De plus, lorsqu'il dit qu'« une personne [trans*] de sexe masculin se perçoit comme étant de sexe féminin et une personne [trans*] de sexe féminin se perçoit de sexe masculin », il invisible les personnes non binaires, qui ne se voient ni comme hommes, ni comme femme. Il en va de même des personnes bisexuelles et asexuelles, lorsqu'on lit l'orientation sexuelle peut-être « homosexuelle ou hétérosexuelle. »

Également, il parle d'une « transformation apparente vers l'autre sexe », et dit que « cela peut aller jusqu'à la chirurgie de réassignation sexuelle ». D'une part, on se demande bien ce qu'il y a d'« apparent » à cette « transformation » - d'ailleurs, on préfère généralement parler de « transition ». D'autre part, l'expression « cela peut aller jusqu'à... » donne à la chirurgie génitale le caractère d'une mesure extrême, extraordinaire, presque choquante.

Peut-être est-ce accidentel? Toujours est-il que l'idée que ce soit une mesure « extrême » est souvent utilisé dans des discours transphobes. J'en ai fait l'expérience moi-même personnellement.
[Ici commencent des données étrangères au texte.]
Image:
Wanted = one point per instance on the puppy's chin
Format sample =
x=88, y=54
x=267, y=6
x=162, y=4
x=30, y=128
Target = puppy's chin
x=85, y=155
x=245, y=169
On lit aussi qu'« il n'est toutefois pas possible de changer son orientation sexuelle. » Cela semble plus s'adresser aux « tenants des thérapies de conversion » (ce qui est juste) qu'expliquer la réalité des personnes trans* (ce qui devrait être le but de l'article). Plusieurs personnes trans* connaissent des changements dans leur orientation sexuelle liés à leur transition.

De plus, même si une personne trans* devait aimer les femmes (et seulement les femmes) avant et après sa transition, elle changerait de catégorie d'orientation sexuelle (d'hétéro à homo ou vice versa), car les mots que nous utilisons sont fondés sur la relation de l'individu à la cible de son attraction. Une femme trans lesbienne aura pu être hétérosexuelle avant sa transition, si son attraction ne change pas, et une femme trans hétérosexuelle aura pu être gaie. Cela explique que beaucoup d'hommes trans s'identifient comme lesbiennes, car ils se sentent affiliés à la communauté lesbienne qui les a accueillis (1).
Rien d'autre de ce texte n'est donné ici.